Most backends will create a single response for each request. For that
kind of backend executing a single inference requests requires the
following steps:

* Create a response for the request using TRITONBACKEND\_ResponseNew.

* For each request input tensor use TRITONBACKEND\_InputProperties to
  get shape and datatype of the input as well as the buffer(s)
  containing the tensor contents.

* For each output tensor that the request expects to be returned, use
  TRITONBACKEND\_ResponseOutput to create the output tensor of the
  required datatype and shape.

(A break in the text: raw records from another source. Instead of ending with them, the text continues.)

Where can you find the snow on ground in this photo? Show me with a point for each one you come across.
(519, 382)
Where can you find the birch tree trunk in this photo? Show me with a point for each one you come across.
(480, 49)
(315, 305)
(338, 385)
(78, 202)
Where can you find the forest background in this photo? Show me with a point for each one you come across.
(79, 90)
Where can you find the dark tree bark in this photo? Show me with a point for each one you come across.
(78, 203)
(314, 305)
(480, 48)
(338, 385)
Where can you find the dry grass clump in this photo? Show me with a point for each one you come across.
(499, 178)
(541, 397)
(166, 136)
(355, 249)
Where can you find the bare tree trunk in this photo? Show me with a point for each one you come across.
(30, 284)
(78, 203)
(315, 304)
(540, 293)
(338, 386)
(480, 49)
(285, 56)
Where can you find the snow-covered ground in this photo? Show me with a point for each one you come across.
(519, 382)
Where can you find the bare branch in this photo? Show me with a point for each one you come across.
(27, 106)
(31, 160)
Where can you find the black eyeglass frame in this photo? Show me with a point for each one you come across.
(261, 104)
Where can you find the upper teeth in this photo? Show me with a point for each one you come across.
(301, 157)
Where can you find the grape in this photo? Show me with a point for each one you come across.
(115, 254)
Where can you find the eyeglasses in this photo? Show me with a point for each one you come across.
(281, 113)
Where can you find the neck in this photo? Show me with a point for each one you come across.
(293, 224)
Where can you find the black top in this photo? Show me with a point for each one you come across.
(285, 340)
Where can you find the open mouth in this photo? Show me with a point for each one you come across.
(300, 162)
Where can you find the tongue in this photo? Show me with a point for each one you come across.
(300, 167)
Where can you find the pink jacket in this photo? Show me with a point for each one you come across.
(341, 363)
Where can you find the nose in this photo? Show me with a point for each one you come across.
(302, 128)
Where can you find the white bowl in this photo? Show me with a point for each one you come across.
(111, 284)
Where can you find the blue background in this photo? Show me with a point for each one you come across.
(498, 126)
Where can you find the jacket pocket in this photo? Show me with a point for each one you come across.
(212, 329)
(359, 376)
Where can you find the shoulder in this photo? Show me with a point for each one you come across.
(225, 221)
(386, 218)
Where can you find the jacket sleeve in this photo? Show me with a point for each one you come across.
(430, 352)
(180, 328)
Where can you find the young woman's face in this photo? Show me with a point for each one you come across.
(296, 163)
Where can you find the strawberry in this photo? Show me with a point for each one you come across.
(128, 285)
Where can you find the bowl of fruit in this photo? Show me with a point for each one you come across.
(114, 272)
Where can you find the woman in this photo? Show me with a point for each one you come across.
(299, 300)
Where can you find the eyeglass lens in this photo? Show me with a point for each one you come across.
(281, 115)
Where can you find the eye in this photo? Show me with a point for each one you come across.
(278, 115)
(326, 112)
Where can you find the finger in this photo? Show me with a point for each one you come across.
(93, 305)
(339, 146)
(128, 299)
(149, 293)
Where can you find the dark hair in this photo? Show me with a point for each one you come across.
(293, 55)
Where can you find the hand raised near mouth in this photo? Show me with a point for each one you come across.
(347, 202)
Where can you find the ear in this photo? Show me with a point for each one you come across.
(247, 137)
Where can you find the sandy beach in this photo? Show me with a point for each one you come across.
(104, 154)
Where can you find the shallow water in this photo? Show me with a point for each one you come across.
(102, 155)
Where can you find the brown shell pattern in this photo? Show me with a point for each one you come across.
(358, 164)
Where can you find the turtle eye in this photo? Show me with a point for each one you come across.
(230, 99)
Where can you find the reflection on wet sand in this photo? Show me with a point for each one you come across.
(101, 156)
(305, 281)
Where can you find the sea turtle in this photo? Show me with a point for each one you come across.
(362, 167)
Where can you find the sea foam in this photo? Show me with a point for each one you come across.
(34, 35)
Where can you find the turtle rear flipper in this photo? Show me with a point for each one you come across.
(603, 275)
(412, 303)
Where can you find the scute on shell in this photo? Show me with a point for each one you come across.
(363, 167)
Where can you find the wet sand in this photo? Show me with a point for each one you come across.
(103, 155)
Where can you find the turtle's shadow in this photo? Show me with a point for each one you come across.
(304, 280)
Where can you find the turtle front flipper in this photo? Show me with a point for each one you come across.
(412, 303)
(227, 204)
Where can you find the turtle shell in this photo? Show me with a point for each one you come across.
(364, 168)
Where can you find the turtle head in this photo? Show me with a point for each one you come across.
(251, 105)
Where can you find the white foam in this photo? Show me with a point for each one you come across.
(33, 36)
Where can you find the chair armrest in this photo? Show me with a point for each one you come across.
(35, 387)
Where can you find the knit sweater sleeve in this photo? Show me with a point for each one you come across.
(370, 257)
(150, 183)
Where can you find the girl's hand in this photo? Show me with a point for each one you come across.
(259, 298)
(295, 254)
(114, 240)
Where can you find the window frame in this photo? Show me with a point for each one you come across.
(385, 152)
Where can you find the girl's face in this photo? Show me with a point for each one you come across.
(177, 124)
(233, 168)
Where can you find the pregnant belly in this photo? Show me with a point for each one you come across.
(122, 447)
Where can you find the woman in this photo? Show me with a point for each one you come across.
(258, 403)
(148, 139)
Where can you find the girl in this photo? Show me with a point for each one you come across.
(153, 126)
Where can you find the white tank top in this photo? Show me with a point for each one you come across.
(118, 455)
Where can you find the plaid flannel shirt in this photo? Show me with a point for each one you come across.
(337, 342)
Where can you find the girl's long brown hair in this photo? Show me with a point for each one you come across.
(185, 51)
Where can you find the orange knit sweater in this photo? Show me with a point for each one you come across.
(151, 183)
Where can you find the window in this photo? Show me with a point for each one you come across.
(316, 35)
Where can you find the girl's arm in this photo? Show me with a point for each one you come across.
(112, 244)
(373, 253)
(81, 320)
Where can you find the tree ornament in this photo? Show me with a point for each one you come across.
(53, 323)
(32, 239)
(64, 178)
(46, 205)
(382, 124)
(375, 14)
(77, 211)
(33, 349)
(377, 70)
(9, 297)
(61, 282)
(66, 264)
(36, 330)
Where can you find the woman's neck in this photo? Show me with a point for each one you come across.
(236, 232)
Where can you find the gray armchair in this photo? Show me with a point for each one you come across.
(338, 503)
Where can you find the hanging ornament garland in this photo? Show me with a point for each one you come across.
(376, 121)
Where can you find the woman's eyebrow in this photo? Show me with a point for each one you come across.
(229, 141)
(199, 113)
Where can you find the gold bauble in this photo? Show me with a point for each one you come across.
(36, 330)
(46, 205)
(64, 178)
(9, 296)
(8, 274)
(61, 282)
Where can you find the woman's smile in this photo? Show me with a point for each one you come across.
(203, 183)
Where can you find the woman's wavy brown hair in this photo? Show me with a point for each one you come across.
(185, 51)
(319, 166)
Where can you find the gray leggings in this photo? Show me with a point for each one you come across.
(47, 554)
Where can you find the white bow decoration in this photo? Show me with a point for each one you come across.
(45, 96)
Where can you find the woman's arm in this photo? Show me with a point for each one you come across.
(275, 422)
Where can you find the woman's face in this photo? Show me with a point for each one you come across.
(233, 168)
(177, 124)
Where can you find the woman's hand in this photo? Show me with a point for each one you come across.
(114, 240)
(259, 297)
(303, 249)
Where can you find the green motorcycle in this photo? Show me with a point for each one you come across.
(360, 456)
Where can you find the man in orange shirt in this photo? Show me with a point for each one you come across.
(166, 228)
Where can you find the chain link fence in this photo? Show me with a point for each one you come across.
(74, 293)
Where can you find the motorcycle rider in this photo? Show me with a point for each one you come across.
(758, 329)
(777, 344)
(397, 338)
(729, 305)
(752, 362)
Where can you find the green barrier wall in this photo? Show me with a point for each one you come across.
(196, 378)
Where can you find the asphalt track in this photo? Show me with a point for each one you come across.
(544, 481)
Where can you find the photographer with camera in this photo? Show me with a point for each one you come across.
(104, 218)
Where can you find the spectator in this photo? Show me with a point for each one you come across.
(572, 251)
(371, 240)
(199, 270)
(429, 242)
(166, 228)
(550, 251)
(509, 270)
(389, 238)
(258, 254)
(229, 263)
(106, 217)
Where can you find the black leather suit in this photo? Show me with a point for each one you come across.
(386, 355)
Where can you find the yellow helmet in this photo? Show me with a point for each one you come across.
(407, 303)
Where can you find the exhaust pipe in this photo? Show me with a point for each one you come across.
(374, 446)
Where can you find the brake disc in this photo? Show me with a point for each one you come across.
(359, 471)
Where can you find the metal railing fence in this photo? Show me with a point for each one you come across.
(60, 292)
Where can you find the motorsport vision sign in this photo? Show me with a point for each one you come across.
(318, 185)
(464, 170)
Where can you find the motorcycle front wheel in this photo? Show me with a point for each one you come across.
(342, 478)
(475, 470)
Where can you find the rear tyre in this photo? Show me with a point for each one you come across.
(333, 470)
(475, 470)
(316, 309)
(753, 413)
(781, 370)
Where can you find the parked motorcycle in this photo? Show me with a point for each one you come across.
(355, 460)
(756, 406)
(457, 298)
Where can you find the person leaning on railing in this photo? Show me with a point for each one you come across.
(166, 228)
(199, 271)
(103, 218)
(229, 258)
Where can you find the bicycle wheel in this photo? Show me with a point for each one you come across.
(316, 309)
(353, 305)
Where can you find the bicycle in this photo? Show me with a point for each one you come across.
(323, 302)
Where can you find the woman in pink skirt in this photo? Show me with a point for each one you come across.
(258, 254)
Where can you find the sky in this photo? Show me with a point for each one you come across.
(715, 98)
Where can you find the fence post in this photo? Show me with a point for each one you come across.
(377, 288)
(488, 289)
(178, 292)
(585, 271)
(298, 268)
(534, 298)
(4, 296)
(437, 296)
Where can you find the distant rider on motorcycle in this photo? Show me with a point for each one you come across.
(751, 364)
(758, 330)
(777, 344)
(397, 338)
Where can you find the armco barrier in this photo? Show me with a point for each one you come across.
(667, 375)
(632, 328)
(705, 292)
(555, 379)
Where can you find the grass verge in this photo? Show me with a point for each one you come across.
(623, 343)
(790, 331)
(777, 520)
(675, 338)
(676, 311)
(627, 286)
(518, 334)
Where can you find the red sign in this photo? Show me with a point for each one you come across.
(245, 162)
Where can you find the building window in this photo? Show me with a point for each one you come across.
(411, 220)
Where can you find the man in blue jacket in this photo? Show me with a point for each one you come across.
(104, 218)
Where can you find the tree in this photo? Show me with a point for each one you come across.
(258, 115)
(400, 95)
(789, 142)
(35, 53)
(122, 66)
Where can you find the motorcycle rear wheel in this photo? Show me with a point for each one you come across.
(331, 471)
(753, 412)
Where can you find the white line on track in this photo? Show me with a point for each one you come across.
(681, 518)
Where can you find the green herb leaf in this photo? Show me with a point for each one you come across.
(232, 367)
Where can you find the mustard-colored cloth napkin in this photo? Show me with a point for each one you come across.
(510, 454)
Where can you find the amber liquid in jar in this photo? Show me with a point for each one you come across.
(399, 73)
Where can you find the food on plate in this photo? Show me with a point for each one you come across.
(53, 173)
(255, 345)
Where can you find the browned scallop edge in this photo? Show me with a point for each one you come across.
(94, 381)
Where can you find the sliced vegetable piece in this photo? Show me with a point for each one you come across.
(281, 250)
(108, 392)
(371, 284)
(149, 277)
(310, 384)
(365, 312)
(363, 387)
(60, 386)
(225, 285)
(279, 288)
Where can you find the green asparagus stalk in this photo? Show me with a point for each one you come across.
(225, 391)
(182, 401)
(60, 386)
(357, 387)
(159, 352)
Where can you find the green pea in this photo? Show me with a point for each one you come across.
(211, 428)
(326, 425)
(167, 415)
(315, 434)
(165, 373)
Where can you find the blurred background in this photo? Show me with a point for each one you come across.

Use TRITONBACKEND\_OutputBuffer to get a
  pointer to the buffer where the tensor's contents should be written.

* Use the inputs to perform the inference computation that produces
  the requested output tensor contents into the appropriate output
  buffers.

* Optionally set parameters in the response.

* Send the response using TRITONBACKEND\_ResponseSend.

* Release the request using TRITONBACKEND\_RequestRelease.

For a batch of requests the backend should attempt to combine the
execution of the individual requests as much as possible to increase
performance.

It is also possible for a backend to send multiple responses for a
request or not send any responses for a request. A backend may also
send responses out-of-order relative to the order that the request
batches are executed. Backends and models that operate in this way are
referred to as *decoupled* backends and models, and are typically much
more difficult to implement. The :ref:`repeat example
<section-example-backends>` shows a simplified implementation of a
decoupled backend.

.. _section-example-backends:

Example Backends
^^^^^^^^^^^^^^^^

Triton backend implementations can be found in the `src/backends
<https://github.com/triton-inference-server/server/tree/master/src/backends>`_. The
*identity* backend is a simple example backend that uses and explains
most of the Triton Backend API. The *repeat* backend shows a more
advanced example of how a backend can produce multiple responses per
request. These examples are implemented to illustrate the backend API
and not for performance; and so should not necessarily be used as the
baseline for a high-performance backend.

Legacy Custom Backends
^^^^^^^^^^^^^^^^^^^^^^

In previous version of Triton, custom backends could be created using
the *custom.h* interface. New backends should be written using the
:ref:`section-triton-backend-api` but models that use *custom.h* based
backends will continue to be supported by Triton.